Which means 1% of subhierarchies had more than 700 classes in them, 3% of subhierarchies had more than 110 classes, 5% of subhierarchies had more than 50 classes, 10% of subhierarchies had more than 20 classes, 20% of subhierarchies had more than 10 classes, 25% of hierarchies had more than 7 classes, only 50% of hierarchies had more than 3 classes and 64% -- more than 2.

References

  1. J. Vitek, R. N. Horspool, and A. Krall. Efficient type inclusion tests. In Proc. of the 12th ACM SIGPLAN conference on Object-oriented programming, systems, languages, and applications, OOPSLA '97, pages 142-157, New York, NY, USA, 1997. ACM.
  2. A. Krall, J. Vitek, and R. N. Horspool. Near optimal hierarchical encoding of types. In In Proc. European Conference on Object-Oriented Programming, ECOOP'97, Lecture Notes in Computer Science, pages 128-145. Springer-Verlag, 1997.
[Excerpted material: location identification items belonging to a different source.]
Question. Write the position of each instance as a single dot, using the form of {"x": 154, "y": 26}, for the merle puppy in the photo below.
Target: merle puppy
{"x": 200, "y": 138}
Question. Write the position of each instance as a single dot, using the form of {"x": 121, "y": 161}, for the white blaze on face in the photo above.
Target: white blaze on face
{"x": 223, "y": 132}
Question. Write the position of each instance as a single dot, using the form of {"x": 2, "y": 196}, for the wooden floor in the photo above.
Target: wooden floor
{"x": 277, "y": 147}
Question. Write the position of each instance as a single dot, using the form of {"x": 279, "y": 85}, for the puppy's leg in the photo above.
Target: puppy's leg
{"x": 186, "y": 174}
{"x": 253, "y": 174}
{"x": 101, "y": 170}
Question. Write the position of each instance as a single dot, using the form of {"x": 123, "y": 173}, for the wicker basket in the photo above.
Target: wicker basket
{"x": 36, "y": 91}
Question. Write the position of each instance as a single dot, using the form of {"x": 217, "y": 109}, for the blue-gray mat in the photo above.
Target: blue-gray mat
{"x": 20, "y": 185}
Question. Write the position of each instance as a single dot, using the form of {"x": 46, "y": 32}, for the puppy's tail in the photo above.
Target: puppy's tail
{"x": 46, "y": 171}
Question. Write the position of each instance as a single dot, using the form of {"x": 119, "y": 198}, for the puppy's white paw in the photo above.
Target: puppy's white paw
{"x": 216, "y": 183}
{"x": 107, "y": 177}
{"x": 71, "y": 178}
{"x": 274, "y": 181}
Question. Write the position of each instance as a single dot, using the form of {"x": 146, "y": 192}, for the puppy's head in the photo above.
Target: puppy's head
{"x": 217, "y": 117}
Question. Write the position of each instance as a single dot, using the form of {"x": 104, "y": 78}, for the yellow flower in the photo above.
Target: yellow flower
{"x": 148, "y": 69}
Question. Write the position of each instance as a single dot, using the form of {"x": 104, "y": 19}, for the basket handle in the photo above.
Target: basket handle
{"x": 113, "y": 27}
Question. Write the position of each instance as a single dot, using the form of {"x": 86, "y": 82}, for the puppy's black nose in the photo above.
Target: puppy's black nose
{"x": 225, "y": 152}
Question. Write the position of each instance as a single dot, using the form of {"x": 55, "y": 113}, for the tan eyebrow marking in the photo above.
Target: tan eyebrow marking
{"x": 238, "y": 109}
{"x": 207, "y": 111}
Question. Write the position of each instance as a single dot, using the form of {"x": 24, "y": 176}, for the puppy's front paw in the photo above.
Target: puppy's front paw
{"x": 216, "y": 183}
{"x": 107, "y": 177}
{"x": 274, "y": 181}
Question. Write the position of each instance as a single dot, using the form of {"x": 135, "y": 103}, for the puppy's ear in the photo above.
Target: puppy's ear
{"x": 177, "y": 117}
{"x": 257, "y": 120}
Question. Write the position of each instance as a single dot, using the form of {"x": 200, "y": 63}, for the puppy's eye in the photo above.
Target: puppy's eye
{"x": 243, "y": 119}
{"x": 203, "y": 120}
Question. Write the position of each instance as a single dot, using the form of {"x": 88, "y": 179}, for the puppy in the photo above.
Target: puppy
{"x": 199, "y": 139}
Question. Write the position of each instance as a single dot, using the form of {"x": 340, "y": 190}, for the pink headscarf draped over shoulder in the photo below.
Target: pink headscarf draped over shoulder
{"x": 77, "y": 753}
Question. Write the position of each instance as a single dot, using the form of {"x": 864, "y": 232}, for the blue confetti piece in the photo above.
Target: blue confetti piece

  3. Y. Zibin and J. Y. Gil. Efficient subtyping tests with PQencoding. In Proc. of the 16th ACM SIGPLAN conference on Object-oriented programming, systems, languages, and applications, OOPSLA '01, pages 96-107, New York, NY, USA, 2001. ACM.
  4. R. Ducournau. Perfect hashing as an almost perfect subtype test. ACM Trans. Program. Lang. Syst., 30(6):33:1-33:56, Oct. 2008. ISSN 0164-0925.
  5. Y. Solodkyy, G. Dos Reis, and B. Stroustrup. Open and efficient type switch for C++. In Proc. OOPSLA'12, pp 963-982. ACM.
  6. Y. Solodkyy, G. Dos Reis, and B. Stroustrup. Open pattern matching for C++. In Proc. GPCE'13. ACM, October 2013.